Volodymyr Yaksmanytskyi

Personal information
- Full name: Volodymyr Ivanovych Yaksmanytskyi
- Date of birth: 4 February 1977 (age 48)
- Place of birth: Zhdanov, Ukrainian SSR
- Height: 1.92 m (6 ft 4 in)
- Position(s): Defender

Youth career
- UOR Donetsk

Senior career*
- Years: Team / Apps / (Gls)
- 1994–1999: Shakhtar-2 Donetsk / 66 / (6)
- 1995–1999: Shakhtar Donetsk / 52 / (3)
- 1998: → Stal Alchevsk (loan) / 2 / (0)
- 1999–2004: Metalurh Donetsk / 104 / (10)
- 2001: → Metalurh-2 Donetsk / 2 / (0)
- 2004–2006: Illichivets Mariupol / 47 / (1)
- 2006: Kryvbas Kryvyi Rih / 15 / (0)
- 2007–2008: Zorya Luhansk / 13 / (0)
- Total:  / 313 / (20)

International career
- 1996–1998: Ukraine U21 / 11 / (1)

= Volodymyr Yaksmanytskyi =

Ukrainian footballer

Volodymyr Ivanovych Yaksmanytskyi (Володимир Іванович Яксманицький; born 4 February 1977) is a Ukrainian retired professional football defender.

==International career==
From 1996 to 1998, he was a member of Ukraine national under-21 football team. In total he played eleven matches scoring one goal.

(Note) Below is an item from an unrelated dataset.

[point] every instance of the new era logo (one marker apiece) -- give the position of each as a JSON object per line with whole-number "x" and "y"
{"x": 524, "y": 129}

In 2002, he was called up to the Ukraine national football team and was included in the team's roster for a friendly match against Iran national football team on 21 August 2002, but was an unused substitute that day and was not subsequently invited to the senior national team.